Even Heckman himself recognizes that this is an argument against universal pre-K. In his review paper with Elango et al., they write:
The economic case for universal early childhood programs is weak. The case often made for them is political in nature. Universality is sometimes sought to avoid stigma and to promote inclusion. The costs of offering such programs are diminished because, at the levels of quality usually proposed, the affluent are much less likely to use them. The programs discussed in this paper are less attractive to them because they have better alternatives.
So what do we do? There are lots of kids who will probably be hurt by forcing them into universal pre-K programs. The right thing to do seems to be to make pre-K free but not universal. (And although it’s controversial, we should also think about giving some cash benefits to parents who do choose to stay at home with the kids.)
Free day care is a pretty good idea
Giving every parent the option of enrolling their kids in a free, government-run pre-K program (i.e., day care center) sounds like a pretty good idea. It won’t force kids to enroll in pre-K if their parents decide their alternatives are better. But it would relieve any parent of the financial burden of paying for child care, if they so choose. That would allow more poor and working-class parents to go into the workforce, earning more money to feed and educate and help their families. And it would increase national output in the bargain, since day care leverages those all-important economies of scale (and in fact, measured output would go up by even more than actual output, since unpaid parenting labor isn’t counted in GDP).
This plan has an element of redistribution.
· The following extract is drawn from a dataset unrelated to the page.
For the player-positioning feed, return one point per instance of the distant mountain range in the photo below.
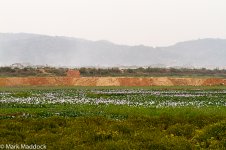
(66, 51)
Free pre-K programs will be paid for by taxes. Taxes fall more on people who earn more money. So there’s a subsidy here from the rich taxpayers — especially those who don’t put their kids in the government day-care centers — to poorer people, who will be much more likely to use the centers.
And that’s fine. In America we profess to believe in equality of opportunity. Well, what creates more inequality of opportunity than the fact that some little kids are born to parents who can afford expensive nannies to teach those kids how to read and write and do math, while other kids’ parents can’t afford anything of the kind? Free tax-funded government-provided day care centers won’t fully level that playing field — not by a long shot — but they’re a heck of a good start.
In fact, spending more on child care would bring us closer to the international average. Currently, we’re way behind:
So no, pre-K is probably not a stellar education for most kids — at least, not much better than the alternative, unless you’re a poor kid. When you scale it up to the level of a universal program, it’s really just government-funded day care.
But government-funded day care sounds like a pretty good deal.